The insurance industry has criticised chancellor George Osbornes decision to increase the standard rate of insurance premium tax (IPT) by 0.5% to fund investment in flood defences.
This means IPT will go up to 10% on 1 October. The tax jumped from 6% to 9.5% in November last year.
RAC insurance director Mark Godfrey said: "The chancellor clearly sees IPT as a soft target, presumably as a result of getting away with raising it last summer with very little complaint from consumers or the insurance industry."
In today's budget statement, Osborne stressed the need to raise the tax because existing budgets would not be enough for flood spending, adding: "That's a £700 million boost to our resilience and flood defences."
He also said an urgent review was already underway by the environment secretary and the chancellor of the Duchy of Lancaster on how the money is best spent.
Osborne's announcement on flood spending came after a series of extreme weather events taking place in December, such as Storms Desmond and Eva.
The British Insurance Brokers' Association was 'astonished' with the IPT rise and warned this would affect policyholders.
Mark Holweger, managing director at Legal & General, agreed this would ultimately impact customers, but welcomed the fact that the extra revenues would be diverted to flood defences.
He added: "As an industry we've benefited from several years worth of benign weather conditions, with the flooding we saw in 2015 more representative of a normal year.

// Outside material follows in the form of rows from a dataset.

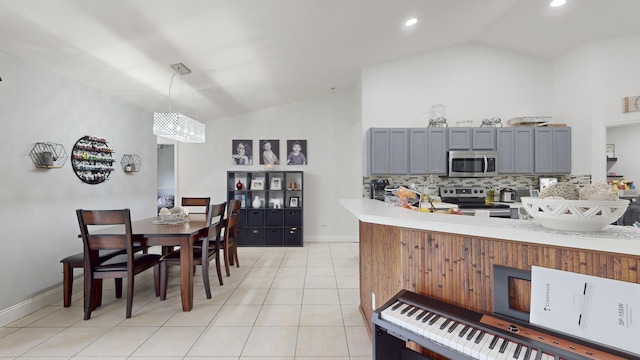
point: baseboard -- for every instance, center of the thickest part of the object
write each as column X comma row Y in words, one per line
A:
column 29, row 306
column 332, row 239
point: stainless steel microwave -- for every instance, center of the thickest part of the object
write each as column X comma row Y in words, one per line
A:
column 473, row 163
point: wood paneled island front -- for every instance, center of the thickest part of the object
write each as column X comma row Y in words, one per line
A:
column 451, row 257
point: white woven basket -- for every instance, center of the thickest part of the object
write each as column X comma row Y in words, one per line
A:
column 574, row 215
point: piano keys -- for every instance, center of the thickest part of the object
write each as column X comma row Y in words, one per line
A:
column 458, row 333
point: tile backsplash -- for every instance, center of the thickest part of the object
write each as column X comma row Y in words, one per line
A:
column 516, row 182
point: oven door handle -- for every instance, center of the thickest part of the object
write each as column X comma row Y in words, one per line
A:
column 486, row 164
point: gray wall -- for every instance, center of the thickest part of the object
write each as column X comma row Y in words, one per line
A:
column 39, row 225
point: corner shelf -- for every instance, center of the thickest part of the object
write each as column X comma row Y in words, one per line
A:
column 56, row 160
column 130, row 163
column 92, row 159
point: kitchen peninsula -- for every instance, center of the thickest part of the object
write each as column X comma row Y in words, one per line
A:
column 451, row 257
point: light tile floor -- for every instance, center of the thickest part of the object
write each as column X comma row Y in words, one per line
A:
column 281, row 304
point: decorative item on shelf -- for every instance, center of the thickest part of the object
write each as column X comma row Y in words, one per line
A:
column 529, row 121
column 437, row 117
column 275, row 203
column 131, row 163
column 630, row 103
column 256, row 202
column 92, row 159
column 493, row 122
column 243, row 200
column 48, row 155
column 257, row 184
column 276, row 183
column 175, row 125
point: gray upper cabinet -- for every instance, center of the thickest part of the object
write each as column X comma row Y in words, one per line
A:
column 515, row 150
column 388, row 151
column 484, row 138
column 552, row 150
column 460, row 139
column 428, row 151
column 398, row 151
column 378, row 151
column 472, row 138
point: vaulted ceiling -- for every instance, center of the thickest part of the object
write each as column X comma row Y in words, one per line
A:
column 252, row 54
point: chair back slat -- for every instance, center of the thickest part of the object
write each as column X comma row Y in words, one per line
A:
column 93, row 242
column 233, row 214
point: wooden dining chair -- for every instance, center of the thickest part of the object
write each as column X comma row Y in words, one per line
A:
column 203, row 253
column 122, row 266
column 228, row 240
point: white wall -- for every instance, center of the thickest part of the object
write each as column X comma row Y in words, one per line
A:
column 37, row 212
column 589, row 86
column 626, row 139
column 473, row 81
column 332, row 131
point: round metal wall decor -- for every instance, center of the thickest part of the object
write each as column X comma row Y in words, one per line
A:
column 92, row 159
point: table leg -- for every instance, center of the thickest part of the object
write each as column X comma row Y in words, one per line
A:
column 186, row 273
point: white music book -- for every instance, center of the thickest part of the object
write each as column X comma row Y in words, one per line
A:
column 593, row 308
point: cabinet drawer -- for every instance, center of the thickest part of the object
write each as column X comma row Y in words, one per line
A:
column 256, row 237
column 293, row 217
column 293, row 236
column 241, row 236
column 255, row 217
column 274, row 236
column 275, row 217
column 242, row 218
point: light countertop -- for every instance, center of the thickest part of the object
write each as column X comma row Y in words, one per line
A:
column 616, row 239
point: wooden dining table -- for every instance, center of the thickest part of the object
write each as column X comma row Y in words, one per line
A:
column 147, row 232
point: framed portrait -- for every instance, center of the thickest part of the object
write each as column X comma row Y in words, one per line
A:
column 276, row 183
column 243, row 200
column 242, row 152
column 269, row 152
column 611, row 150
column 297, row 152
column 257, row 184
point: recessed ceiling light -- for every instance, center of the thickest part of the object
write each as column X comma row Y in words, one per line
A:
column 411, row 22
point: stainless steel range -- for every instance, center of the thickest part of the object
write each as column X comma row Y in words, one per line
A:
column 470, row 199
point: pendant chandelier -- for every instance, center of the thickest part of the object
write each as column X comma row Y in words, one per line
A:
column 176, row 125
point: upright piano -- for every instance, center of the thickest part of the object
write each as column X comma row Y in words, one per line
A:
column 458, row 333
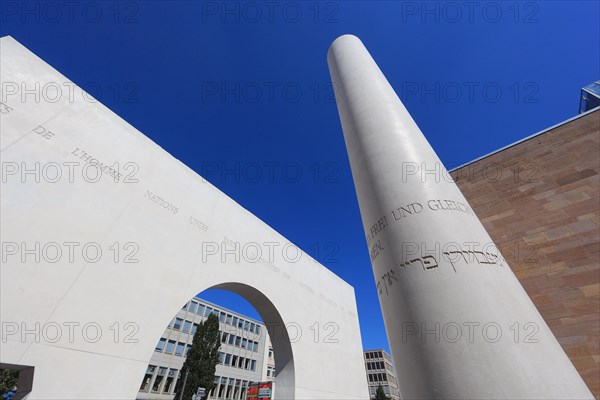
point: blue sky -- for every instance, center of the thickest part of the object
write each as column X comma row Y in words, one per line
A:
column 244, row 84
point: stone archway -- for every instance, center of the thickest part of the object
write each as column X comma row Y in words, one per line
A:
column 94, row 265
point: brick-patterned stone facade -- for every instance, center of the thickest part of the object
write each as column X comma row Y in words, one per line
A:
column 539, row 200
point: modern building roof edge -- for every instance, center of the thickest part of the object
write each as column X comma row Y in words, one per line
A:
column 526, row 138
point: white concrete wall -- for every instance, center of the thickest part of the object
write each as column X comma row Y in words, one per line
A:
column 168, row 245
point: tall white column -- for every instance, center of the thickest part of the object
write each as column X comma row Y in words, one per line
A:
column 458, row 321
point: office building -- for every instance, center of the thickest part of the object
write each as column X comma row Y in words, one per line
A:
column 244, row 353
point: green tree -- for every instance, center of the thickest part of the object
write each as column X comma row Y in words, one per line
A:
column 201, row 361
column 380, row 394
column 8, row 380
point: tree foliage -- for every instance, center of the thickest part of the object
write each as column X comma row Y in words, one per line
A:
column 201, row 360
column 380, row 394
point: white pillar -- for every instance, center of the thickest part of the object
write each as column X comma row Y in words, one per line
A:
column 458, row 321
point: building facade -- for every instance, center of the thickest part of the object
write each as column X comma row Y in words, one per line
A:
column 539, row 199
column 380, row 371
column 244, row 353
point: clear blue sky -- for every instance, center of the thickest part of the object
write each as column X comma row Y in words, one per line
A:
column 250, row 85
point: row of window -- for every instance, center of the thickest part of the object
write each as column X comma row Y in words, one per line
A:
column 231, row 360
column 377, row 377
column 234, row 340
column 168, row 347
column 164, row 381
column 373, row 354
column 202, row 310
column 375, row 365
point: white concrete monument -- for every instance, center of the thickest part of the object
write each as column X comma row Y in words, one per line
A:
column 459, row 324
column 105, row 236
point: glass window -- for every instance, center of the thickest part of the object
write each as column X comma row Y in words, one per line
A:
column 170, row 347
column 147, row 378
column 160, row 345
column 177, row 324
column 179, row 349
column 169, row 382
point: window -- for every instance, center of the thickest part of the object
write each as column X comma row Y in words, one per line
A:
column 170, row 347
column 159, row 378
column 177, row 324
column 179, row 349
column 160, row 345
column 147, row 378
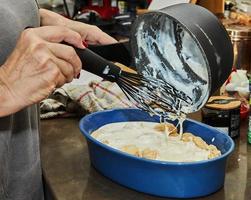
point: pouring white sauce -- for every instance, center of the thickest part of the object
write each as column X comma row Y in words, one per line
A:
column 144, row 135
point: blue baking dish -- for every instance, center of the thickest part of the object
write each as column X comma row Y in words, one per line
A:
column 161, row 178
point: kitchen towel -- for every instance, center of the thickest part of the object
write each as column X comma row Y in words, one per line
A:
column 86, row 95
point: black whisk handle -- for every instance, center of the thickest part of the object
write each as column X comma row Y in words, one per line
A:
column 96, row 64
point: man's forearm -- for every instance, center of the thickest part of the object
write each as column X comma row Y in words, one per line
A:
column 6, row 107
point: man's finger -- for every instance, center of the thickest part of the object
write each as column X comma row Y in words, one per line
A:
column 57, row 34
column 68, row 54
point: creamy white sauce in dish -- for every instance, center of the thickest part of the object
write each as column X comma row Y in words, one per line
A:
column 145, row 139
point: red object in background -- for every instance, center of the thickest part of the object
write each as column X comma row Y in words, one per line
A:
column 244, row 110
column 105, row 11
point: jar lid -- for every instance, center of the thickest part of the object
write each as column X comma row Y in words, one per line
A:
column 238, row 31
column 222, row 103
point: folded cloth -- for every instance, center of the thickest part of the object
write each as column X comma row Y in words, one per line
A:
column 77, row 99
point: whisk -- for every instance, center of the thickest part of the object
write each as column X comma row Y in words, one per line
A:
column 150, row 94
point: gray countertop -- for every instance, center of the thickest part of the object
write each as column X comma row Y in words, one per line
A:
column 70, row 176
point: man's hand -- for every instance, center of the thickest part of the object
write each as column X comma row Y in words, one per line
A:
column 89, row 33
column 38, row 65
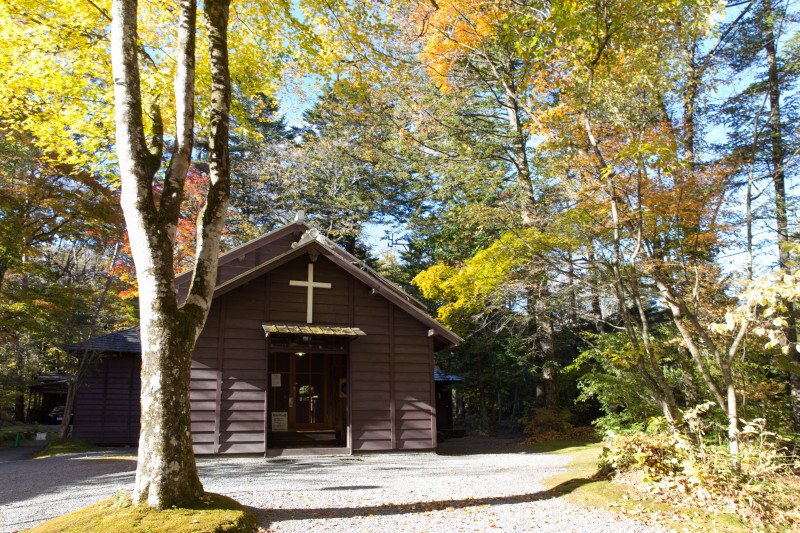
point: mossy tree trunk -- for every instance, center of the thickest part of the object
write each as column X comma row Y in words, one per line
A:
column 166, row 473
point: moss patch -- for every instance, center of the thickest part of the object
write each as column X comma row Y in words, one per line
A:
column 64, row 446
column 213, row 514
column 580, row 486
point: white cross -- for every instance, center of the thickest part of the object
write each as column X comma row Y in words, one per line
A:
column 311, row 284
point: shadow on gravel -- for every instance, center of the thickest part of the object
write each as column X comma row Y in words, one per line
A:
column 92, row 473
column 480, row 446
column 271, row 516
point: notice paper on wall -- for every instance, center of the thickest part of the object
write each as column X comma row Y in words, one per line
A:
column 280, row 421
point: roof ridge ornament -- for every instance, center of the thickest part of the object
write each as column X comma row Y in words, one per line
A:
column 312, row 235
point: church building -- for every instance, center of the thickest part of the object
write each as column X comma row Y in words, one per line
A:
column 305, row 349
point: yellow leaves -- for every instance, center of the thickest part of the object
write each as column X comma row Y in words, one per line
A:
column 492, row 276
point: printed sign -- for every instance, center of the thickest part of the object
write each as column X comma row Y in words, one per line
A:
column 280, row 421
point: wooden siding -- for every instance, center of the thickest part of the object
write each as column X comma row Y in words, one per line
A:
column 107, row 408
column 390, row 390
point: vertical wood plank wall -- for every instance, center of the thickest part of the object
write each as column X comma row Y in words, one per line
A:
column 392, row 399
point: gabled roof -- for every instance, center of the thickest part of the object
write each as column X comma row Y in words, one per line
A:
column 438, row 375
column 312, row 239
column 123, row 341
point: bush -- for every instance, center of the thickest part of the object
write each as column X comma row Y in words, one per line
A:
column 672, row 467
column 657, row 456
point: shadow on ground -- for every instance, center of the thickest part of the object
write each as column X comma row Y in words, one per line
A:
column 480, row 446
column 268, row 517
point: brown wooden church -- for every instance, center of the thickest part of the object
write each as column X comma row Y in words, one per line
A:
column 304, row 346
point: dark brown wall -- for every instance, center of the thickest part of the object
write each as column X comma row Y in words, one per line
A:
column 107, row 404
column 391, row 368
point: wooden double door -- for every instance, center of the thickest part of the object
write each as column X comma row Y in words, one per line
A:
column 304, row 391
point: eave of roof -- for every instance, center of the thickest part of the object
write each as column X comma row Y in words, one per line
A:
column 356, row 268
column 312, row 329
column 249, row 245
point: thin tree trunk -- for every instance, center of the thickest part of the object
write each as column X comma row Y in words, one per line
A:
column 779, row 181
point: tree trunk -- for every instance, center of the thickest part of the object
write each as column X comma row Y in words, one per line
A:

It is therefore vital that insurance companies are pricing for long term weather events."
Huw Evans, director general of the Association of British Insurers, described the news as "disappointing".
"Increased investment in flood defences is vital but should be part of core government expenditure, not an afterthought paid for by raising taxes on people and businesses who do the responsible thing in protecting themselves through insurance," he said.
"We will be examining the detail closely to ensure the revenue raised is actually spent on new flood defence schemes."